A protein that helps embryonic stem cells (ESCs) retain their identity also induces the cells to repair DNA damage, Xiong et al. report.
Fixing broken DNA is particularly important for ESCs because they pass on any mutations to their differentiated descendants. Mouse ESCs are adept at making repairs—they carry far fewer mutations than do differentiated cells—but how they achieve this isn’t clear. Previous studies have revealed that double-strand breaks (DSBs) trigger epigenetic changes to ESC chromatin. Xiong et al. tested whether the protein Sall4, which suppresses differentiation of ESCs and interacts with chromatin-remodeling protein complexes, has a role in DNA repair.
The researchers found that ESCs lacking Sall4 were poor at mending DSBs. Sall4 relocated to the sites of these breaks and activated ATM, a kinase that signals DNA damage and instigates repair. Sall4 associated with Rad50, a component of the MRN complex that recruits ATM to the damage sites and turns the kinase on. The findings suggest that Sall4 either draws the MRN complex to DSBs or stabilizes the complex at these locations, thus allowing it to activate ATM.

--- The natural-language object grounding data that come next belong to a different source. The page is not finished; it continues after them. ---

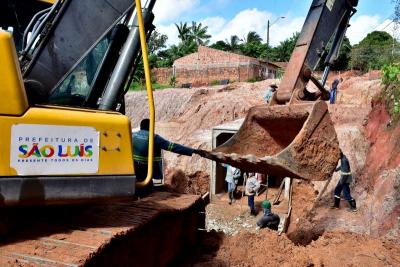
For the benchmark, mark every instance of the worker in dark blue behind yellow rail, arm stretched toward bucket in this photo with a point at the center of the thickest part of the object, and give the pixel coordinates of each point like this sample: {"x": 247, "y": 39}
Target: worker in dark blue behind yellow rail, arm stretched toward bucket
{"x": 140, "y": 141}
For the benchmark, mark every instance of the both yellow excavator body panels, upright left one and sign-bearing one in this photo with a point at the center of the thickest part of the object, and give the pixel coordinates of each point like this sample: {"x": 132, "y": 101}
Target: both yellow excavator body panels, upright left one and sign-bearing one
{"x": 112, "y": 129}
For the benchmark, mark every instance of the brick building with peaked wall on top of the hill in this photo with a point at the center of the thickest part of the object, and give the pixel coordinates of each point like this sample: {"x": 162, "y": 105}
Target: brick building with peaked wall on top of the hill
{"x": 210, "y": 66}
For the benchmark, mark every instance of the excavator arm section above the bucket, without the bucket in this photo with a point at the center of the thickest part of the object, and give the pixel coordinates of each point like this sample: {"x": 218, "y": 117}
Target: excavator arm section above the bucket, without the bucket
{"x": 326, "y": 21}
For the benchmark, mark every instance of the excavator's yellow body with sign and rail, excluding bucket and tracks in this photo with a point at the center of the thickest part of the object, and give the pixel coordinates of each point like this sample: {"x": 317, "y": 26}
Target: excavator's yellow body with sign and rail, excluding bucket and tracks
{"x": 63, "y": 135}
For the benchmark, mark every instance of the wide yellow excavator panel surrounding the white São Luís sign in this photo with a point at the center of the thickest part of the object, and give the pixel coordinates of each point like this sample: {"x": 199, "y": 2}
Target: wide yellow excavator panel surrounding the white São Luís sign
{"x": 114, "y": 131}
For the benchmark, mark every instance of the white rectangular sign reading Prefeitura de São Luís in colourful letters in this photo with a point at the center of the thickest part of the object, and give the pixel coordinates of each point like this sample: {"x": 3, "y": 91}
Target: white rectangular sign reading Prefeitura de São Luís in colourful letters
{"x": 54, "y": 149}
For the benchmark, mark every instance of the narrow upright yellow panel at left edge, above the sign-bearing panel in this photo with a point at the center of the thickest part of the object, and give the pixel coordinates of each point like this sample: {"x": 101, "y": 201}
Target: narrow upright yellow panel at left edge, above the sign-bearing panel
{"x": 13, "y": 100}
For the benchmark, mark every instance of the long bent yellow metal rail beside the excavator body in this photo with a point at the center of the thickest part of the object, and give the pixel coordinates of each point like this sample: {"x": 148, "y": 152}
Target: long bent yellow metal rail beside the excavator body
{"x": 149, "y": 95}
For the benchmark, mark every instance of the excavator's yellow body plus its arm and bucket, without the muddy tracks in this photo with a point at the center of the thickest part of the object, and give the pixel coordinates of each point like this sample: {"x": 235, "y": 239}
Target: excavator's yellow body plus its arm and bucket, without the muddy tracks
{"x": 64, "y": 137}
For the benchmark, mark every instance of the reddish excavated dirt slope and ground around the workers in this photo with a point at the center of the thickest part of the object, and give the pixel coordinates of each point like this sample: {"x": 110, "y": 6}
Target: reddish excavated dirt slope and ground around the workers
{"x": 317, "y": 235}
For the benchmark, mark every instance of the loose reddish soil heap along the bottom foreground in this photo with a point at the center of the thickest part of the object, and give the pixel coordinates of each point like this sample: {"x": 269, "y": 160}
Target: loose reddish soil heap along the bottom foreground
{"x": 268, "y": 249}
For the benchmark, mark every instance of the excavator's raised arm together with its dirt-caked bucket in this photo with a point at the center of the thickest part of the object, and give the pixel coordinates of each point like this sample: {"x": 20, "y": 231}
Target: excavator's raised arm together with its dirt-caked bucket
{"x": 293, "y": 136}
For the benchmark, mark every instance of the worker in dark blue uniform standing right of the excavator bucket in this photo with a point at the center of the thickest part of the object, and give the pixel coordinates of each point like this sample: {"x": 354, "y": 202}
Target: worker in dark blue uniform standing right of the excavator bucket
{"x": 344, "y": 184}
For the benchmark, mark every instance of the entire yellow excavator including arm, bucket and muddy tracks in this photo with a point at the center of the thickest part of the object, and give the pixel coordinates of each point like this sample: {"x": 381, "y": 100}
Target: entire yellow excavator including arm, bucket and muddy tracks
{"x": 64, "y": 137}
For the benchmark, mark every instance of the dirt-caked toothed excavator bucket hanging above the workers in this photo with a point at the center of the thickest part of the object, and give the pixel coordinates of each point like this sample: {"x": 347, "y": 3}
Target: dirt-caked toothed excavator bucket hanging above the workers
{"x": 297, "y": 141}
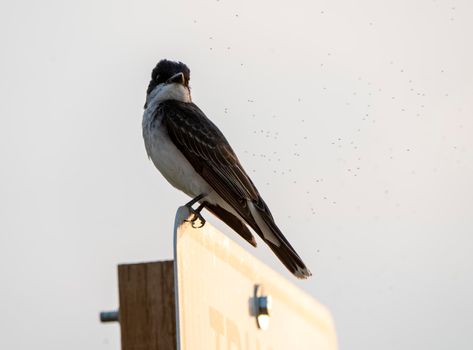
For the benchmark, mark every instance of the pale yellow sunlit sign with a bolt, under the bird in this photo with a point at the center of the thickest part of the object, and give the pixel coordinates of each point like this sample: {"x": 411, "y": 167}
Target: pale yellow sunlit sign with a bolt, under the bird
{"x": 221, "y": 289}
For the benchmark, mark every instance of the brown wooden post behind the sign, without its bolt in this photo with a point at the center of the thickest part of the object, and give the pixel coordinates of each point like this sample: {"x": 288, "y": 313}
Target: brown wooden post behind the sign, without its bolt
{"x": 147, "y": 306}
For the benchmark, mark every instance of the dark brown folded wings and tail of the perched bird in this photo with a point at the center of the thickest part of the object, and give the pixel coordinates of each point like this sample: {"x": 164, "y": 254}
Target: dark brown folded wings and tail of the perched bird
{"x": 205, "y": 147}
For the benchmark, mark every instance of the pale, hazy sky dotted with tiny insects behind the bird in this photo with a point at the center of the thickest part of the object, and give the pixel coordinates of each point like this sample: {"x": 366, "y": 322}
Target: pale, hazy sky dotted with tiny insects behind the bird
{"x": 355, "y": 120}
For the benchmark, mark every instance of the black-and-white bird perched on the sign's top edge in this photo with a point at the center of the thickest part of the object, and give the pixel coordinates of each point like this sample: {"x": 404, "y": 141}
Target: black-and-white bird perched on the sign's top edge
{"x": 194, "y": 156}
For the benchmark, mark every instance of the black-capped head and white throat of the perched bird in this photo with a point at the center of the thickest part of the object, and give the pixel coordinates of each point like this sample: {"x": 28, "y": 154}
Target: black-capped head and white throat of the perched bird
{"x": 169, "y": 80}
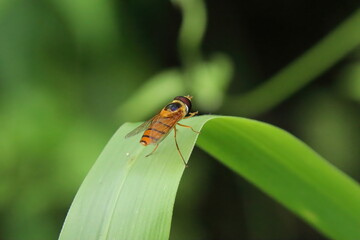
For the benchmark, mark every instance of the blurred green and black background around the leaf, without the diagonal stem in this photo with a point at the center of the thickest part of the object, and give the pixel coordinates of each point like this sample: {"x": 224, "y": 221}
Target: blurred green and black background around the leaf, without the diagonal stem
{"x": 72, "y": 71}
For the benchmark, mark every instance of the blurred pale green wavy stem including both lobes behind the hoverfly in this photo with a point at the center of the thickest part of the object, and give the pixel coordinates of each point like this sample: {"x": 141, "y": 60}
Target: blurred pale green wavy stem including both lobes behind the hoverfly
{"x": 205, "y": 79}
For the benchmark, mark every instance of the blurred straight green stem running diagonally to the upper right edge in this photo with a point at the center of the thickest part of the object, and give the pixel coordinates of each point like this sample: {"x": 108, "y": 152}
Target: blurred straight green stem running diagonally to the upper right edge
{"x": 314, "y": 62}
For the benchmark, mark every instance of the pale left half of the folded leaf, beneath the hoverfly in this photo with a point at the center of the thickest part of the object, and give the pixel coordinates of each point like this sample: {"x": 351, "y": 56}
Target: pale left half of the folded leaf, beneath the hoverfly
{"x": 127, "y": 195}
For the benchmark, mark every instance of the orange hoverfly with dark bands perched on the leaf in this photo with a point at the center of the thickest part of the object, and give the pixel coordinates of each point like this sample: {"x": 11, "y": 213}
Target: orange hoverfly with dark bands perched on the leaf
{"x": 158, "y": 127}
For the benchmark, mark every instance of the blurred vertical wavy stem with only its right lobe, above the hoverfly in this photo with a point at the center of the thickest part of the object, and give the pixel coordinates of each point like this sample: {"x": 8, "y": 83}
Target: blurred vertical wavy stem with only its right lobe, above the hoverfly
{"x": 206, "y": 79}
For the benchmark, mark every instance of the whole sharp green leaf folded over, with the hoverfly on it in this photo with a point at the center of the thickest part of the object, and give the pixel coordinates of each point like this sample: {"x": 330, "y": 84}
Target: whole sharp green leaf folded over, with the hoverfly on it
{"x": 129, "y": 196}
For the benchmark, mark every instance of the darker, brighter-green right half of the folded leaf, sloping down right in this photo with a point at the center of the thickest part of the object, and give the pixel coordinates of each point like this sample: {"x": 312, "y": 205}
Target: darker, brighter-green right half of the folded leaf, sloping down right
{"x": 289, "y": 171}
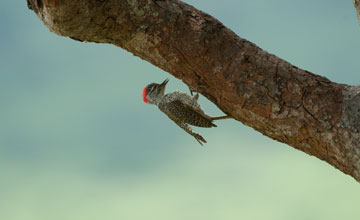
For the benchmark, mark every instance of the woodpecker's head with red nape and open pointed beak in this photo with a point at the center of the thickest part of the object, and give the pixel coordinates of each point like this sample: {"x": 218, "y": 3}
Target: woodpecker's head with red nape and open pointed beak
{"x": 153, "y": 92}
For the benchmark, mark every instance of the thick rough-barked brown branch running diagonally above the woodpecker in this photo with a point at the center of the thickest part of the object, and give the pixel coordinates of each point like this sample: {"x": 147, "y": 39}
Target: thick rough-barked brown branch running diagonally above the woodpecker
{"x": 288, "y": 104}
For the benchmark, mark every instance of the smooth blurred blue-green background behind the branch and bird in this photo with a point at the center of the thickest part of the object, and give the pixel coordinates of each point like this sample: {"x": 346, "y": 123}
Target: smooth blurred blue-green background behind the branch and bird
{"x": 77, "y": 142}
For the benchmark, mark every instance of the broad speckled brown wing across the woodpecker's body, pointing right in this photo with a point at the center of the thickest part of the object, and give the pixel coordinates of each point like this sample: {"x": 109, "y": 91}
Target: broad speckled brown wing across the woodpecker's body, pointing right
{"x": 186, "y": 114}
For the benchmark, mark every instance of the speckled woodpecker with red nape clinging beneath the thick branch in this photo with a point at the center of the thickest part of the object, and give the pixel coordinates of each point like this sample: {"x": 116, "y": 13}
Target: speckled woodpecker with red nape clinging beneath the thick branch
{"x": 180, "y": 107}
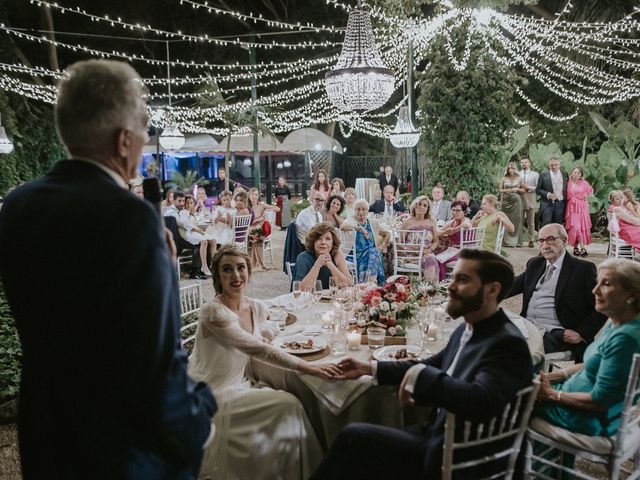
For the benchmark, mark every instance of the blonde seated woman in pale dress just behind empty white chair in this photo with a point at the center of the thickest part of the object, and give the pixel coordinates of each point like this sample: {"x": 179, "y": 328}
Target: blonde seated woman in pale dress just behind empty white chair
{"x": 421, "y": 220}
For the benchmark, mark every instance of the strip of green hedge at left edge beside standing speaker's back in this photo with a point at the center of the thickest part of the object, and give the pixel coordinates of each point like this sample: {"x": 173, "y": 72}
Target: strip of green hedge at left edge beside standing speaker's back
{"x": 10, "y": 356}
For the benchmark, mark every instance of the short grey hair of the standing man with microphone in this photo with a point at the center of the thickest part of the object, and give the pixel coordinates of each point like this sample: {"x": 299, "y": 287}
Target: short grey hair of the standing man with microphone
{"x": 96, "y": 99}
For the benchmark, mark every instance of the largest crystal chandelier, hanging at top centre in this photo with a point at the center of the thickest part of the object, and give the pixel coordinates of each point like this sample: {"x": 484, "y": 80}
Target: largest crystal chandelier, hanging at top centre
{"x": 359, "y": 81}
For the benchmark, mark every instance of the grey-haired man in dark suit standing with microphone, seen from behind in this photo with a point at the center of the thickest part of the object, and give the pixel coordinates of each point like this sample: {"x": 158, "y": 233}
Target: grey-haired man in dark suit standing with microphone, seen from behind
{"x": 104, "y": 392}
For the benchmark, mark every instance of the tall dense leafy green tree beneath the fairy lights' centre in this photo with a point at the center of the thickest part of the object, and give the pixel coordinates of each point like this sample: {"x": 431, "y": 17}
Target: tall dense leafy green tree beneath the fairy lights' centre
{"x": 465, "y": 115}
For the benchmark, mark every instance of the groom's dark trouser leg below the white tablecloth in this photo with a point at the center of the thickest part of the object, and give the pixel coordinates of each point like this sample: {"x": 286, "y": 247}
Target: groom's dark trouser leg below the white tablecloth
{"x": 363, "y": 451}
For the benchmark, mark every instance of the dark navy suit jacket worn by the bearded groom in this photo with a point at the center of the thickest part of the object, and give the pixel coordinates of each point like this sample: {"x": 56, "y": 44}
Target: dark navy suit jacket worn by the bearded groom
{"x": 492, "y": 367}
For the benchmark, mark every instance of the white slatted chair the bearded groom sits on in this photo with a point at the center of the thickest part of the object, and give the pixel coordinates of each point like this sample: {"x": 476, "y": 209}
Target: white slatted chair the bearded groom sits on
{"x": 511, "y": 424}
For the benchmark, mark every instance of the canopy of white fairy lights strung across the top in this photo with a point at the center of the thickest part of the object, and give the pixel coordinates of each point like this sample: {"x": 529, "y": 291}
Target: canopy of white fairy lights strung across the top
{"x": 584, "y": 63}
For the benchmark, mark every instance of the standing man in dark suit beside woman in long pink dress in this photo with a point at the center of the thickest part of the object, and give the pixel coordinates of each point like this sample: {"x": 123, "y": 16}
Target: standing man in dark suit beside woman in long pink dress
{"x": 552, "y": 188}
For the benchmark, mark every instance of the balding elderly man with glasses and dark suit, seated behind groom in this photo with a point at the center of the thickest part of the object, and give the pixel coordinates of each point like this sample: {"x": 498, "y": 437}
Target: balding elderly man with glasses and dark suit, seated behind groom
{"x": 557, "y": 294}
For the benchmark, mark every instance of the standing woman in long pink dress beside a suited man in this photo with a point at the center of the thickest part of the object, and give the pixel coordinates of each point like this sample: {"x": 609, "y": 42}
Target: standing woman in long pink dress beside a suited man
{"x": 576, "y": 218}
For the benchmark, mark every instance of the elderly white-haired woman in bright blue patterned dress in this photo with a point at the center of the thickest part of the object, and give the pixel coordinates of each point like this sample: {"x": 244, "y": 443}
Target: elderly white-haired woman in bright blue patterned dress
{"x": 370, "y": 241}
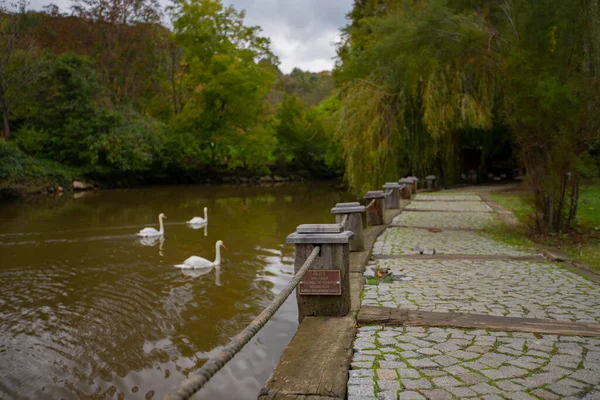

Xiong et al. determined that Baf60a recruits Sall4 to DSBs. Baf60a is a component of the SWI/SNF complex that reorganizes chromatin at sites of DNA damage. The study raises the possibility that Sall4 performs the same role in cancer cells as it does in ESCs. Tumor cells often overexpress the protein, suggesting that it might help them fix DNA damage and survive chemotherapy.